Civiele procedure over opeisbare vordering en borgstelling voor medische behandelingen

In deze civiele procedure, aangespannen door de stichting Stichting Ziekenverpleging Aruba, vordert eiseres betaling van een bedrag van Afl. 8.886,- van gedaagde, die zich als borg heeft gesteld voor medische behandelingen van de kleindochter van gedaagde. De procedure begon met een verzoekschrift en omvatte verschillende conclusies van partijen. Eiseres heeft gedaagde op 9 mei 2018 gesommeerd tot betaling, maar gedaagde heeft hieraan geen gevolg gegeven.

Eiseres stelt dat de vordering voortvloeit uit de borgstelling die gedaagde heeft ondertekend op 25 september 2016. Gedaagde heeft verweer gevoerd, stellende dat de behandelingen waren bedoeld om een fout van eiseres te herstellen en dat zij niet in staat is om aan haar financiële verplichtingen te voldoen. Het Gerecht heeft echter geoordeeld dat de medische behandelingen ten behoeve van de kleindochter zijn verricht en dat gedaagde gehouden is tot betaling, ongeacht haar financiële situatie.

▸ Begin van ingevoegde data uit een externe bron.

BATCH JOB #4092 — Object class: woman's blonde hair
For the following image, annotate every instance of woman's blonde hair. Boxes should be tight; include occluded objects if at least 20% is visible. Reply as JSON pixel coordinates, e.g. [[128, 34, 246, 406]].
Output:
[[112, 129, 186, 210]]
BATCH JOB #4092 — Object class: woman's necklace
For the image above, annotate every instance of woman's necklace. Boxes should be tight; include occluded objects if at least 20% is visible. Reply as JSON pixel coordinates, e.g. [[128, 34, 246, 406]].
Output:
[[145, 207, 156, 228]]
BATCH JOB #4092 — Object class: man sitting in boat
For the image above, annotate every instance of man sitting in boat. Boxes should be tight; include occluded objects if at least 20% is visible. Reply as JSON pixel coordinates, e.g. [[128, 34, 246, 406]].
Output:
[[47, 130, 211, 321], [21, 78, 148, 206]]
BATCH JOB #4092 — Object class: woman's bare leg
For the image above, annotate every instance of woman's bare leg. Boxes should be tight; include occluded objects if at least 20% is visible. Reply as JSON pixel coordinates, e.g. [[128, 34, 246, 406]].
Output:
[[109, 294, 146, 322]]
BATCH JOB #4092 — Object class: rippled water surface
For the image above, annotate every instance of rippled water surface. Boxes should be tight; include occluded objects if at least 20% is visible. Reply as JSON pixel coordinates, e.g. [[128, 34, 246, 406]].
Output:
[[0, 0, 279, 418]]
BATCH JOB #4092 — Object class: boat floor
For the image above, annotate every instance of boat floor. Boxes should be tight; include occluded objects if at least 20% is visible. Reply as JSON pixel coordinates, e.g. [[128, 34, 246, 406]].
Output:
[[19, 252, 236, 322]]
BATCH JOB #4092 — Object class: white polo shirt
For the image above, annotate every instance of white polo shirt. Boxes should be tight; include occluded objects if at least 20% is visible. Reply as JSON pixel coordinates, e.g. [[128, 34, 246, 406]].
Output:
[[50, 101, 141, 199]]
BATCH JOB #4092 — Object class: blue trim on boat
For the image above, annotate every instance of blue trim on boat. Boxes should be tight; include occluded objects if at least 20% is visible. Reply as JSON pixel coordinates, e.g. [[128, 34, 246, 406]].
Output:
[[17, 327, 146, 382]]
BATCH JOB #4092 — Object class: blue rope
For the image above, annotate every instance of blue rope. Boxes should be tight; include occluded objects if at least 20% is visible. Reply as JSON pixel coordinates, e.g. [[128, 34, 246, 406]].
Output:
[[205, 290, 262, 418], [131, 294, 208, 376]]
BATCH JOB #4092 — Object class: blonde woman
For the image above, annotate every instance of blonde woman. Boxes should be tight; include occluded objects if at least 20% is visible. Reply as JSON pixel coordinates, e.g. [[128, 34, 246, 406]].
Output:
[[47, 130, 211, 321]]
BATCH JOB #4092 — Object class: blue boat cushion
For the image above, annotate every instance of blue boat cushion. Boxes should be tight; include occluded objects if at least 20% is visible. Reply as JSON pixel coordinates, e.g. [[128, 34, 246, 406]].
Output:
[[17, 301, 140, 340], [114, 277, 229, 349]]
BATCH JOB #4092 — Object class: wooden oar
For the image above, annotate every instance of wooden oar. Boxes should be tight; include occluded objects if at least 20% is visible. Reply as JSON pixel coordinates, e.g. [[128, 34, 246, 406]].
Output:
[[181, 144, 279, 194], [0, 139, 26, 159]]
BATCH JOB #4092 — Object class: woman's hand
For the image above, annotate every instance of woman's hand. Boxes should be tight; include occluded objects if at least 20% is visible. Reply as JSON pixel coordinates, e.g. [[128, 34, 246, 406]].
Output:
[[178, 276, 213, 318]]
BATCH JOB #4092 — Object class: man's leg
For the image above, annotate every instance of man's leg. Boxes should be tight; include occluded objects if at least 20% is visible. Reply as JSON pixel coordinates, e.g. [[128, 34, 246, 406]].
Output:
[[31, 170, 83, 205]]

De rechter heeft de vordering van eiseres toegewezen, inclusief de wettelijke rente en buitengerechtelijke incassokosten. Gedaagde is veroordeeld in de kosten van de procedure. Het vonnis is uitgesproken op 30 januari 2019 door mr. J. Sap in aanwezigheid van de griffier.

Uitspraak

Vonnis van 30 januari 2019
Behorend bij B.B. AUA201801487
GERECHT IN EERSTE AANLEG VAN ARUBA
VONNIS
in de zaak van:
de stichting
STICHTING ZIEKENVERPLEGING ARUBA,
EISERES, hierna ook te noemen: eiseres,
gemachtigde: de advocaat mr. M.E.D. Brown,
tegen:
[gedaagde],
te Aruba,
GEDAAGDE, hierna ook te noemen: gedaagde,
procederend in persoon.

1.DE PROCEDURE

Het verloop van de procedure blijkt uit:
- het verzoekschrift;
- de conclusie van antwoord,
- de conclusie van repliek,
- de conclusie van dupliek,
De zaak is daarna verwezen naar de rol voor vonnis.

2.DE VASTSTAANDE FEITEN

2.1
Eiseres heeft op 20 september 2016 ten aanzien van medische behandelingen verricht ten behoeve van [kleindochter van gedaagde] (kleindochter van gedaagde). Gedaagde heeft zich hiervoor garant gesteld.
2.2
Eiseres heeft in totaal een bedrag van Afl. 8.886,- in rekening gebracht ter zake van voornoemde medische behandelingen.
2.3
Gedaagde heeft op 25 september 2016 een schuldbekentenis ondertekend, waarin zij zich als borg stelt voor de voornoemde schuld.
2.4
Bij brief van 9 mei 2018 heeft SZA gedaagde gesommeerd tot betaling van een bedrag van Afl. 8.886,-, vermeerderd met de wettelijke rente en 15% buitengerechtelijke incassokosten. Gedaagde heeft aan deze sommatie geen gevolg gegeven.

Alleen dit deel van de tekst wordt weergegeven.